Solo and MoA Benchmarking on multiple tasks

The article presents benchmark results comparing individual models against Mixture-of-Agents (MoA) configurations across six tasks: Bug, Tool, Arch, Clinical, DLQ, and an overall average. The evaluation harness used Hermes Agent v0.18, with scores generated by ChatGPT 5.5 and Claude opus 4.8 based on a rubric weighting Correctness, Completeness, Depth, Actionability, Clarity, and Trust.
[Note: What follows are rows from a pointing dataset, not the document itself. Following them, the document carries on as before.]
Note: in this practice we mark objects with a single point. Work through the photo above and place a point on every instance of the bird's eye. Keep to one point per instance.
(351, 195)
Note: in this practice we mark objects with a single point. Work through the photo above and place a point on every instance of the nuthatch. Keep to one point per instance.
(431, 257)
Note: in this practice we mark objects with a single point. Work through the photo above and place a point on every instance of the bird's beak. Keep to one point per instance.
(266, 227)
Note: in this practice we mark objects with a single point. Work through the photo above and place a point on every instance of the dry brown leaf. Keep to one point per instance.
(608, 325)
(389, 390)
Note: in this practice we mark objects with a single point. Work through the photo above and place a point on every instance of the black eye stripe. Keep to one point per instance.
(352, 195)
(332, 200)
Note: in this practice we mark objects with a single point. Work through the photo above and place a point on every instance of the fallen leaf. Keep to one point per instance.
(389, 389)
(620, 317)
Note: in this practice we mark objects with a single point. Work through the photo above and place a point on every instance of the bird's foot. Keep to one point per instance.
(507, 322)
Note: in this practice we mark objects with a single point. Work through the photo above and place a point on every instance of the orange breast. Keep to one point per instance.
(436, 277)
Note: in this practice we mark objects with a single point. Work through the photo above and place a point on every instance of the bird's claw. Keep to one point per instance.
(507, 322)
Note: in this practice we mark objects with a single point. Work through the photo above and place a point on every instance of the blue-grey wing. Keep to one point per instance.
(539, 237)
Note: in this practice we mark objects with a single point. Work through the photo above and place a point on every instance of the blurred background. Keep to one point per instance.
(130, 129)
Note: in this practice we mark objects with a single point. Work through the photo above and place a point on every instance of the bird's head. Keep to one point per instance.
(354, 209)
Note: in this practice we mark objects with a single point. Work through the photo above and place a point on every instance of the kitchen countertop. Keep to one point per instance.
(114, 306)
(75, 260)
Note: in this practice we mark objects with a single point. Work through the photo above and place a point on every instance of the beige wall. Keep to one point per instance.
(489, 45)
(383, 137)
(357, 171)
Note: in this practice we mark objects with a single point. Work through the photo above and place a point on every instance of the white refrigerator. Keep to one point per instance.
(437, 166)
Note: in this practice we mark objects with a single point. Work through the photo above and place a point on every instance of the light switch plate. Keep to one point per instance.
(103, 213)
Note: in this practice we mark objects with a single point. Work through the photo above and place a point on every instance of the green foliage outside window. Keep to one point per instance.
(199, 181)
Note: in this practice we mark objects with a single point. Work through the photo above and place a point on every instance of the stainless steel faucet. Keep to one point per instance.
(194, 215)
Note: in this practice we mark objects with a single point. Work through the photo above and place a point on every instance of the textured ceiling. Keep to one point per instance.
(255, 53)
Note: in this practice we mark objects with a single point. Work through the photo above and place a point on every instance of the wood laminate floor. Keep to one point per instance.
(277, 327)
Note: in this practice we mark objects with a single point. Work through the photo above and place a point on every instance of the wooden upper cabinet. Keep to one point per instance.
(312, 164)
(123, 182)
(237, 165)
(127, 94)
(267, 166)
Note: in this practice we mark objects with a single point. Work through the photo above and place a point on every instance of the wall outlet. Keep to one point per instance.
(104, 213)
The top-ranked configuration was an MoA using Gemma-4-12B-4bit(vLLM), Ornith1.0-35B-Q4_K_M(llama.cpp), and Qwen-3.6-27B-4bit(vLLM) as drafters with Qwen-3.6-27B-4bit(vLLM) as the aggregator, achieving an average score of 86.7.
The second-ranked MoA configuration used DeepSeek-v4-Pro (cloud) as the aggregator and scored 85.9 overall.
The highest-performing solo model was Qwen3.6-35B-A3B-Q4_K_M(llama.cpp) at rank 3 with an average of 85.2, followed by Qwen-3.6-27B-4bit(vLLM) at rank 6 with 84.6.
Nemotron 2 Cascade Q4_K_M(llama.cpp) performed poorly as a solo model (rank 14, score 5.8) and also yielded low results when used as an aggregator in MoA setups.

The results indicate that specific MoA configurations can outperform individual large models, particularly in tasks requiring high correctness and completeness.